Figure 18 shows the primary appearance detection ratio for different average primary ON time E[on]. The primary appearance detection ratio indicates whenever primary turns on how accurately the secondary system detects the primary appearance. In the conventional method, for shorter E[on] case, the primary activation time can be smaller than the sensing interval so that secondary system cannot sense the primary appearance. The primary only can be detected when primary activation time is overlapped with the secondary sensing time. The proposed methods always show very high (> 0.98) primary appearance detection ratio.
Fig. 18
Fig. 18

PU existence count ratio according to E[on]. Shows the detection ratio of the number of PU appearances according to the ratio of E[on]. The proposed method has a high value in all regions because it continuously sense the channel. However, the conventional method cannot detect if the PU appears only in the data transmission interval because the sensing and transmission intervals are alternately performed. The conventional method increases the PU existence count ratio because E[on] increases the probability that the sensing interval overlaps with the PU busy interval

5 Conclusions

In this paper, we proposed an algorithm to dynamically select the sensing time and reporting interval in order to adapt to the surrounding environment using Q-learning in an IA-based CR network. We change the system to eliminate the dependence on the PU information unlike the conventional IA-based CR system. Therefore, we can continuously monitor the PU by designating a sensor dedicated to sensing. However, the remaining SUs need to periodically receive the sensing results from the sensor. In this mechanism, the optimization issue turns into how often to receive the sensing results. We define this as the sensing time and its multiple for reporting interval, and solve this problem using Q-learning, a typical reinforcement learning algorithm. We assigned the action of Q-learning as the set of products from sensing time and multiple of that. We designate state as the set of products of the interference ratio and transmission opportunity loss ratio. We propose a method to predict the interference ratio and loss ratio without any assumptions about the operation of the PU and confirm that it is close to the actual interference ratio and loss ratio. We designed the reward considering the interference ratio, the loss ratio, and the load on the system and compared it with the fixed case for each SNR through simulation. In addition, as the SNR changes, we can confirm that the system operates dynamically and operates stably. Furthermore, we also assure that benefit of the proposal since this system can sense the channel continuously.

6 Methods/experimental

The purpose of this study is to minimize the interference to the primary user and to keep the monitoring of primary users by continuously sensing without alternating between sensing and data transmission. For this purpose, the IA-based cognitive radio system performs the spectrum sensing by assigning a secondary user as a sensor. In this paper, we propose a precoding and decoding method for this system, and propose a sensing method for each case when the secondary user transmit the data and does not transmit according to the existence of primary user. Since the role of the spectrum sensing is limited to the sensor node, it is necessary to determine the period for other secondary user to receive the sensing result from the sensor and the sensing time. Those are selected by the Q-learning. Q-learning is a representative learning algorithm that allows the agent to identify the state of the agent and to take appropriate action by identifying the surrounding information. In the proposed system, the state of the agent (CH) is defined as the combination of the interference ratio of the PU and transmission opportunity loss ratio of the SU. In this paper, we propose a method to calculate the interference ratio and the transmission opportunity loss ratio using the statistical characteristics of the PU obtained by continuous sensing. The action of the agent is the combination of a sensing time and period for reporting the sensing result. The time-dependent mechanical relationship is stored in the Q-table when the interference ratio and the transmission opportunity loss ratio are determined according to the selected action (sensing time and sensing result). The Q-learning uses the information stored in the Q-table to select the most appropriate action for a given state at each time.

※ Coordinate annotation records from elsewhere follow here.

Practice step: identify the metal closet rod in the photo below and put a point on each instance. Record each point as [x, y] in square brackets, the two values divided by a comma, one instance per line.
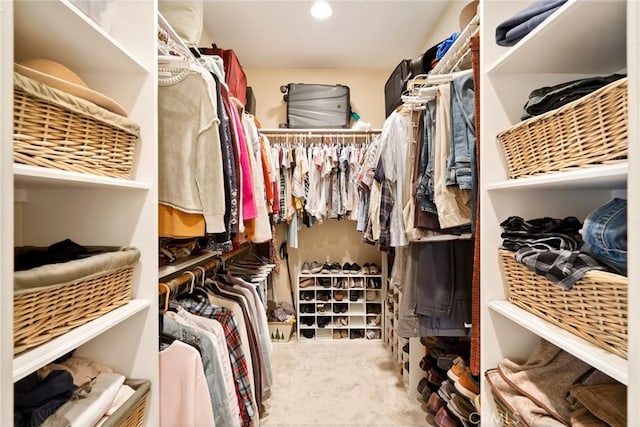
[321, 131]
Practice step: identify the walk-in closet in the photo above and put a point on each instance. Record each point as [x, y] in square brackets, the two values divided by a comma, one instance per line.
[319, 213]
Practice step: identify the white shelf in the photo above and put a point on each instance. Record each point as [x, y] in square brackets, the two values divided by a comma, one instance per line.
[31, 360]
[42, 27]
[612, 365]
[594, 43]
[26, 176]
[590, 178]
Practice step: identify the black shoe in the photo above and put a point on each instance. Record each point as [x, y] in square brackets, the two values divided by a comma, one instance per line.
[355, 269]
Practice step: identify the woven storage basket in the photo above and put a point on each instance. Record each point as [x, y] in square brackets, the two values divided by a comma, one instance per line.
[594, 309]
[50, 135]
[589, 131]
[47, 312]
[131, 413]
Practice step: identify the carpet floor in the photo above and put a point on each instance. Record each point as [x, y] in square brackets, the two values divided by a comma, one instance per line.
[333, 383]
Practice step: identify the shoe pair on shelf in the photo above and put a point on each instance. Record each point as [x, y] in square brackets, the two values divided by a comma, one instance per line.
[340, 308]
[323, 308]
[340, 333]
[341, 321]
[306, 282]
[312, 267]
[373, 335]
[323, 321]
[351, 268]
[374, 320]
[328, 268]
[357, 334]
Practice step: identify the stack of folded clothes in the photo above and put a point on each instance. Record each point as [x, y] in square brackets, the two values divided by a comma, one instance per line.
[549, 247]
[553, 388]
[71, 391]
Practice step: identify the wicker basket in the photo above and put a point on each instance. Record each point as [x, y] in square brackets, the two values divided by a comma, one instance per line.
[131, 413]
[594, 309]
[47, 312]
[586, 132]
[49, 135]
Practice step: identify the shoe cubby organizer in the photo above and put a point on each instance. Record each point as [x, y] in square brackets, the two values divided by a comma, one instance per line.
[339, 306]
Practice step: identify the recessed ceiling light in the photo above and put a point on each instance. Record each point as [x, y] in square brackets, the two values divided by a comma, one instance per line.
[321, 10]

Experimental results in this paper had performed using MATLAB R2015b on Intel® Core i7 3.4 GHz system. The exponential random function to generate the PU over time and Q-table matrix for Q-learning can be made by constructing appropriate MATLAB code.

Abbreviations

AWGN: 

Additive white Gaussian noise

CR: 

Cognitive radio

D2D: 

Device-to-device

DoF: 

Degree of freedom

IA: 

Interference alignment

ISM: 

Industrial, Scientific and Medical

LTE-U: 

Long Term Evolution in unlicensed spectrum

MIMO: 

Multi-input multi-output

PDF: 

Probability density function

PSK: 

Phase shift keying

PU: 

Primary user

SDP: 

Semi-definite programming

SU: 

Secondary user

TVWS: 

TV white spaces

UPT: 

Unprotected primary user transmission

ZF: 

Zero forcing

Declarations

Dataset of simulations

The simulation was performed using MATLAB in Intel Core i7 (32 bit).

The alternate sequence about busy and idle states of PU follows exponential distribution. More details could be found in [39].

For the MIMO-based sensing, antenna correlation is 0.5, which is referred to [40].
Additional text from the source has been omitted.